MP21-13: Obesity Impairs Hypogonadism Compensation Leading to Age-related Testosterone Decline
Saturday, May 14, 2022
7:00 AM – 8:15 AM
Location: Room 222
Taciana Tiraboschi, Feira de Santana, Brazil, Eduardo Miranda*, Fortaleza, Brazil, Monique Novaes, Caroline Silva, Jean Zambrano-Contreras, Anna Ribeiro, Neyara Oliveira, Matheus Pauferro, Rodolfo Pimenta, Ricardo Figueiredo, Feira de Santana, Brazil, Jose Murillo Netto, Juiz de Fora, Brazil, Cristiano Gomes, Sao Paulo, Brazil, Jose Bessa Jr, Feira de Santana, Brazil
Introduction: In normal physiologic conditions, the hypothalamic-pituitary-gonadal (HPG) axis is expected to increase luteinizing hormone (LH) levels, as testosterone (T) levels tend to decline. This phenomenon could theoretically prevent the establishment of testosterone deficiency (TD), which contradicts the understanding that T levels have a steady decline during the normal aging process. The present study aimed to investigate the prevalence of compensated hypogonadism (CH) in a cohort of middle-aged men and to search for predictors of an adequate compensatory response.
Methods: We analyzed a prospectively maintained database of patients seeking treatment at a general urology clinic. We included patients seen from August 2020 to October 2021in the present analysis. Sociodemographics, comorbidity profile, and metabolic syndrome parameters were routinely assessed. Obesity was defined as waist circumference >102 cm. Early morning blood samples were collected, and a complete hormonal blood panel was measured. TD was defined as TT levels <300 ng/dL. CH was defined as TT < 300 ng/dL and LH > 9.4 mUI/mL. We used a multivariable model to identify independent predictors of CH, which included age, metabolic syndrome components, and lab results.
Results: 577 consecutive patients were included in the analysis. The median age was 59 years [IQR 49-68 years]. The median baseline TT was 478 ng/dl [IQR 348-617]. In our sample, 41% had diabetes, 44% had hypertension, and 33% had metabolic syndrome. The prevalence of TD in our sample was 15.5%. Out of 84.5% of men with normal T levels, 6.8% had CH. Compared to eugonadal men, those with CH were more than 20 years older (median age 56.0 vs. 76.0). Median waist circumference was 97.0 cm, 94.0 cm, and 107 cm for men with normal T, CH, and TD, respectively (p < 0.001). On multivariable analysis, obesity was the only TD predictor (OR=4.23[1.85-9.77]). On the prediction model of CH among men with normal T levels, age (OR=1.11 95%CI 1.06 - 1.16 per year) and obesity (OR=0.14, 95% CI 0.03 to 0.62) remained significant.

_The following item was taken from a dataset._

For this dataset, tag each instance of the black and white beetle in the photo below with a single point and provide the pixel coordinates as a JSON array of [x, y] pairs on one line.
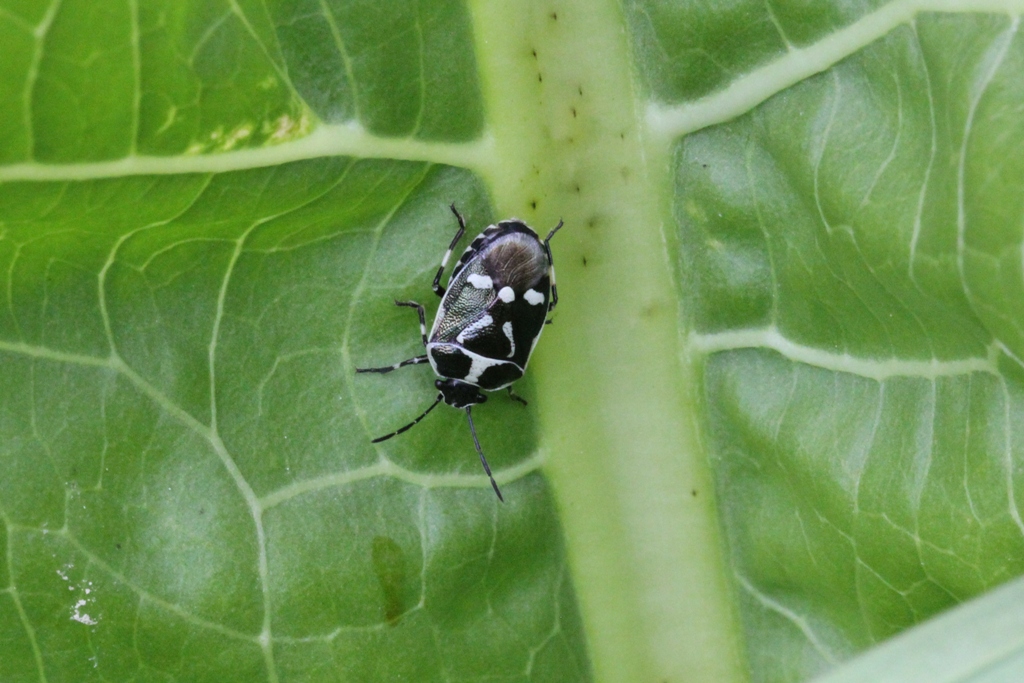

Conclusions: In our patient population, increasing age and absence of obesity were predictors of CH. For individuals with WC <102, age appears not to impact T levels significantly as LH levels tend to maintain androgen production. Such findings might partially explain the absence of increased TD prevalence in normal-weight populations found in previous published epidemiological studies.